Nesse cenário, ressurgem velhos fantasmas: o protecionismo dos Estados Unidos, personificado em Donald Trump — o “Xerife de Topete Alaranjado” — que, sob o pretexto de proteger sua indústria, impõe barreiras a parceiros comerciais e reforça um nacionalismo agressivo que reacende tensões globais. Sua retórica, que mistura bravatas, slogans e ensaios de confrontos diplomáticos, tem efeito direto em países que pouco podem fazer além de remediar os danos.

Internamente, a postura de Eduardo Bolsonaro (PL-SP), deputado eleito pelo povo, do povo, amplia o problema. Ao se deslocar a Washington para buscar apoio político junto ao ex-presidente norte-americano, o deputado ignora o mandato que lhe foi confiado para defender interesses brasileiros. Sua atuação — transformada em cartas de apoio e teorias conspiratórias — tenta blindar juridicamente o pai, enquanto silencia sobre o prejuízo que recai sobre o produtor, o caminhoneiro, o trabalhador que sente no bolso cada nova taxação.

O que se vê é um paradoxo: quem deveria exigir respeito internacional ao Brasil se curva diante de quem nos impõe barreiras. Ao invés de defender negociações que revertam a taxação ou mitiguem perdas, o deputado ocupa corredores americanos para alimentar narrativas que reforçam divisões internas e exportam desconfiança sobre as instituições brasileiras.

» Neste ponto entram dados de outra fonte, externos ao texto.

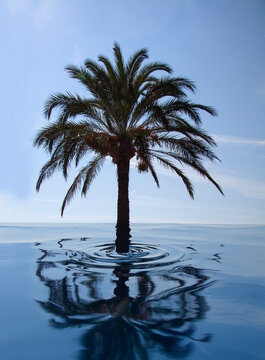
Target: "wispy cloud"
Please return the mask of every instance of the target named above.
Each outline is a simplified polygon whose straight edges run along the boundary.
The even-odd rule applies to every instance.
[[[264,139],[251,139],[227,135],[212,135],[217,143],[235,144],[235,145],[265,145]]]

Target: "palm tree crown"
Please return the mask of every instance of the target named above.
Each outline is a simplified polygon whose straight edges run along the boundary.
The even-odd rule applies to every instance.
[[[99,56],[98,63],[88,59],[84,66],[66,67],[69,75],[89,91],[89,98],[67,92],[51,95],[46,101],[47,119],[54,109],[59,112],[57,120],[41,129],[35,139],[35,145],[51,154],[40,171],[36,187],[39,190],[43,180],[58,169],[67,179],[72,162],[78,166],[82,158],[93,154],[64,198],[63,215],[77,190],[86,195],[105,158],[110,156],[117,166],[119,185],[117,239],[120,237],[123,243],[128,243],[129,163],[133,157],[139,172],[150,171],[157,186],[156,163],[180,176],[193,198],[193,186],[182,170],[183,165],[188,165],[222,193],[202,163],[205,159],[218,158],[212,151],[214,140],[201,128],[199,111],[211,115],[216,112],[212,107],[190,101],[186,92],[195,91],[194,83],[172,77],[168,65],[160,62],[143,65],[148,58],[146,49],[137,51],[127,63],[117,43],[113,50],[114,64]],[[165,76],[155,76],[157,71]]]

A crônica assume, assim, um alerta cívico: confundir diplomacia com submissão custa caro demais para quem trabalha de sol a sol. O Brasil já conhece, de sua própria história, o preço de abrir mão de soberania em troca de favores pontuais. Do trabalhador que paga impostos altos à indústria que luta para se manter competitiva, todos são afetados por decisões tomadas longe das fábricas, das lavouras e das ruas.

Soberania não é discurso de ocasião, nem bandeira usada em redes sociais para inflamar apoiadores. É prática que exige coerência, vigilância e compromisso de quem foi eleito para representar o interesse nacional — inclusive quando isso significa enfrentar pressões externas, proteger cadeias produtivas e garantir a competitividade de quem põe comida na mesa do país.

Quando se ajoelha fora, dobra-se dentro. E quem paga o preço é sempre o mesmo: o brasileiro comum, que já carrega uma carga tributária sufocante, que lida com combustível caro, inflação teimosa, infraestrutura deficiente e falta de apoio para empreender.

Em tempos de bravatas importadas, convém lembrar: patriotismo de verdade se mede pelo que se faz em defesa de quem trabalha, e não pelo aplauso de plateias estrangeiras. Defender o Brasil é abrir mercados, garantir acordos justos, proteger quem planta, quem colhe, quem produz aço, ferro, proteína. É garantir que a competitividade nacional não seja rifada em troca de palanques improvisados.

No fim, fica o alerta: quem sustenta a economia não é quem desfila em corredores de Washington, mas quem acorda de madrugada para fazer o país acontecer. É essa gente que merece respeito — não cartas de endosso estrangeiras que pouco valem quando o dólar dispara e a inflação engole salários.

A história cobra. E o povo brasileiro, que já viu reis, imperadores e ditadores caírem, sabe reconhecer a farsa quando o custo dela bate no bolso de quem já paga caro demais.

Ademais, há gestos na geopolítica que dispensam legendas.